Ordinarily, a motion for reconsideration may address only those matters of fact or issues of law which were presented to, but not considered by, the court in the course of making the decision at issue. See SPIRG v. Monsanto Co., 727 F. Supp. 876, 878 (D.N.J.), aff'd, 891 F.2d 283 (3d Cir. 1989). Thus, reconsideration is not to be used as a means of expanding the record to include matters not originally before the court. Bowers, 130 F. Supp.2d at 613; Resorts Int'l. v. Greate Bay Hotel and Casino, Inc., 830 F. Supp. 826, 831 & n.3 (D.N.J. 1992); Egloff v. New Jersey Air National Guard, 684 F. Supp. 1275, 1279 (D.N.J. 1988). Absent unusual circumstances, a court should reject new evidence which was not presented when the court made the contested decision. See Resorts Int'l, 830 F. Supp. at 831 n.3. A party seeking to introduce new evidence on reconsideration bears the burden of first demonstrating that evidence was unavailable or unknown at the time of the original hearing. See Levinson v. Regal Ware, Inc., Civ. No. 89-1298, 1989 WL 205724 at *3 (D.N.J. Dec. 1, 1989).

Moreover, L.Civ.R. 7.1(i) does not allow parties to restate arguments which the court has already considered. See G-69 v. Degnan, 748 F. Supp. 274, 275 (D.N.J. 1990). Thus, a difference of opinion with the court's decision should be dealt with through the normal appellate process. Bowers, 130 F. Supp.2d at 612 (citations omitted); Florham Park Chevron, Inc. v. Chevron U.S.A., Inc., 680 F. Supp. 159, 162 (D.N.J. 1988); see also Chicosky v. Presbyterian Medical Ctr., 979 F. Supp. 316, 318 (D.N.J. 1997); NL Industries, Inc. v. Commercial Union Ins. Co., 935 F. Supp. 513, 516 (D.N.J. 1996) ("Reconsideration motions ... may not be used to re-litigate old matters, or to raise arguments or present evidence that could have been raised prior to the entry of judgment."). In other words, "[a] motion for reconsideration should not provide the parties with an opportunity for a second bite at the apple." Tishcio v. Bontex, Inc., 16 F. Supp.2d 511, 533 (D.N.J. 1998)(citation omitted).

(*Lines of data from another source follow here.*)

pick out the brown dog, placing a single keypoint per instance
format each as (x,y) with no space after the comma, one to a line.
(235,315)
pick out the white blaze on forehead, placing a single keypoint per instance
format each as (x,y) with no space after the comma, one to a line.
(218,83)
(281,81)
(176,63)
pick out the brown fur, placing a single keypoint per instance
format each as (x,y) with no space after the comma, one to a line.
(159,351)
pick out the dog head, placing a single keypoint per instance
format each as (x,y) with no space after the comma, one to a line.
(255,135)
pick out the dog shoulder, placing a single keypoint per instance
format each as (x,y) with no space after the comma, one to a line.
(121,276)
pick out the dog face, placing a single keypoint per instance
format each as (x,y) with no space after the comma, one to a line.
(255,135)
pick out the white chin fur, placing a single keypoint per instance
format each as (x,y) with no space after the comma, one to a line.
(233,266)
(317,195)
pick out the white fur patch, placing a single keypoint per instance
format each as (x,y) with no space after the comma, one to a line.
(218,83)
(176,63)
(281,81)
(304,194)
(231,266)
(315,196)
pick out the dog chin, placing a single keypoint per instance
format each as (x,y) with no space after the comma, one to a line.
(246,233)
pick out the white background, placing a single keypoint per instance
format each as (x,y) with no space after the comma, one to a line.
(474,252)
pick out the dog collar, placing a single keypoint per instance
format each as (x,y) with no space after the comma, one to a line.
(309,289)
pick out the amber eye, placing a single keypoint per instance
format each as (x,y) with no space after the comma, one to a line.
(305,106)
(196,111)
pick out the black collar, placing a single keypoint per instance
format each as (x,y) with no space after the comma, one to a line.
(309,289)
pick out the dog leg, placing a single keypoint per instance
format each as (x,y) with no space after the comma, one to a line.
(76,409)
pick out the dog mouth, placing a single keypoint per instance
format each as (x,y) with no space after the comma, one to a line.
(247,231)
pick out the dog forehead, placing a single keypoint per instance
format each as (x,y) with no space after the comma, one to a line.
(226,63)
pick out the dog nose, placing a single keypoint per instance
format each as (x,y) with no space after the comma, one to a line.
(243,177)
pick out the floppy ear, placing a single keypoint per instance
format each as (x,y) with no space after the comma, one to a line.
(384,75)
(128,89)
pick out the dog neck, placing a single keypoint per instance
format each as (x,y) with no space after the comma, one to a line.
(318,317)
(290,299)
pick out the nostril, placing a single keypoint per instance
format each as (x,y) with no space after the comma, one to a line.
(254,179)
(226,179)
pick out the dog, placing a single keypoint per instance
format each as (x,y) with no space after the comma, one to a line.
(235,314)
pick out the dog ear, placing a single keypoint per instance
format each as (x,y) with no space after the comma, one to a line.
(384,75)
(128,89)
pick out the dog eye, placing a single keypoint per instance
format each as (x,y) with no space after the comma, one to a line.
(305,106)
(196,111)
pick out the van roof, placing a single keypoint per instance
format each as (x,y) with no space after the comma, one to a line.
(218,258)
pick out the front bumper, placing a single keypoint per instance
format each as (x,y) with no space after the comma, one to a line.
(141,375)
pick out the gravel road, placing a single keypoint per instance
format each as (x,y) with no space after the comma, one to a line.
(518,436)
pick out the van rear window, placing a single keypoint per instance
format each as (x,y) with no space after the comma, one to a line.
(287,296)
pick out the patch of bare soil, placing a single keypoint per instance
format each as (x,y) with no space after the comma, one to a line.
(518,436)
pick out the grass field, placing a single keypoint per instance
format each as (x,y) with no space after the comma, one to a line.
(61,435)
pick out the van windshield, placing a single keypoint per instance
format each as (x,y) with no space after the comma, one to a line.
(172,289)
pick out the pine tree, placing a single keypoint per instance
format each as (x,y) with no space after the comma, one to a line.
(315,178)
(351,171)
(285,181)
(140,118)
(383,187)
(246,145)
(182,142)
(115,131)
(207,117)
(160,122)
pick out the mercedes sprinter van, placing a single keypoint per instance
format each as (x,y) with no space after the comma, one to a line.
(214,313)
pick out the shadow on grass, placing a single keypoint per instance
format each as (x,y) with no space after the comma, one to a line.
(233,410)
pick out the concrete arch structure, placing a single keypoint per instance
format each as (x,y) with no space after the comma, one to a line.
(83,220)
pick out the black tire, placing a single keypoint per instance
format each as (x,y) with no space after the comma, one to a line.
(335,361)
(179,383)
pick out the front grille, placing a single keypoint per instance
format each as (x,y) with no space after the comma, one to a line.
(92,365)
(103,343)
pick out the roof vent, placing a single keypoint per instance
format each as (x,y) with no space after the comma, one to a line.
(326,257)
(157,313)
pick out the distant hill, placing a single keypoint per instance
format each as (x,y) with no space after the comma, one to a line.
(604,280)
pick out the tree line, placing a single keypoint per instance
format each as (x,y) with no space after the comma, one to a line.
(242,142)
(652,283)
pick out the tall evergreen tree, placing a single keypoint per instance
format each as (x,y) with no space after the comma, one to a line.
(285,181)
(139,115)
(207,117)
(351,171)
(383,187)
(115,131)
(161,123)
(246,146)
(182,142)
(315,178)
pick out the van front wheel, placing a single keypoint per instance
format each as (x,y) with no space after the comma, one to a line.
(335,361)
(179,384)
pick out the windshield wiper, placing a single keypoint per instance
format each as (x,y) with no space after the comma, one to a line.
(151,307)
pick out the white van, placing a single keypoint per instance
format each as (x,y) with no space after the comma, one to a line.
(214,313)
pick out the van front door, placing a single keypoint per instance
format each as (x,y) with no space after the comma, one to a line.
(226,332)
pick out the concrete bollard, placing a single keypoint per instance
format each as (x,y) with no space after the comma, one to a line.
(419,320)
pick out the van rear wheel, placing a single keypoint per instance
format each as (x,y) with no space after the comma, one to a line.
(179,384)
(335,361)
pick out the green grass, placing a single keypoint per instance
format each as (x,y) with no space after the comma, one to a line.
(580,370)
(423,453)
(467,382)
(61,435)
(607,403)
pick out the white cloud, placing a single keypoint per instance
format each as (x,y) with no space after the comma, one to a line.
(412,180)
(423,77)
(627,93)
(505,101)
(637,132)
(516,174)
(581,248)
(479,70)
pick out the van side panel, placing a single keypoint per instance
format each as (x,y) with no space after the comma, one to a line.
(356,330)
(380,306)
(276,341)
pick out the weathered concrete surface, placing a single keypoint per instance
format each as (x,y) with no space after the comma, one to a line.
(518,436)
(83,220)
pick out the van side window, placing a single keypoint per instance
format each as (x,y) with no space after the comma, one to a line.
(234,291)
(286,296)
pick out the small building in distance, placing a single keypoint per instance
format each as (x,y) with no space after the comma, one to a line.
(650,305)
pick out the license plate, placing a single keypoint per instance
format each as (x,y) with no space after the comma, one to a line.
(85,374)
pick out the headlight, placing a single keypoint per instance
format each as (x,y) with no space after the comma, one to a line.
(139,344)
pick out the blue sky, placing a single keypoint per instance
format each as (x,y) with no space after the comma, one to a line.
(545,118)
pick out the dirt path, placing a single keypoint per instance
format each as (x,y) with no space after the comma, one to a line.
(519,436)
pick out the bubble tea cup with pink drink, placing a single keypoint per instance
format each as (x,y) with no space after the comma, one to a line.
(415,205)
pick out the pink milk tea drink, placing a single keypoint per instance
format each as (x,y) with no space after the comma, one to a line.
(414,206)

Here, Prall fails to provide any evidence to show that this Court "overlooked" a factual or legal issue that may alter the disposition of the matter, which is necessary for the Court to entertain the motion for reconsideration. He has not presented the Court with changes in controlling law, factual issues that were overlooked, newly discovered evidence, or a clear error of law or fact that would necessitate a different ruling in order to prevent a manifest injustice. Rather, Prall asserts obfuscatory and unsupported allegations regarding this Court's character and judicial conduct that are wholly unrelated and unresponsive to the Court's actual ruling on the law. Consequently, Prall fails to satisfy the threshold for granting a motion for reconsideration. Prall's only recourse, if he disagrees with this Court's decision, should be via the normal appellate process. He may not use a motion for reconsideration to re-litigate a matter that has been thoroughly adjudicated by this Court.

III. CONCLUSION

Therefore, for the reasons expressed above, Prall's motion for vacatur and other relief (docket entry no. 8) will be denied for lack of merit. An appropriate Order follows.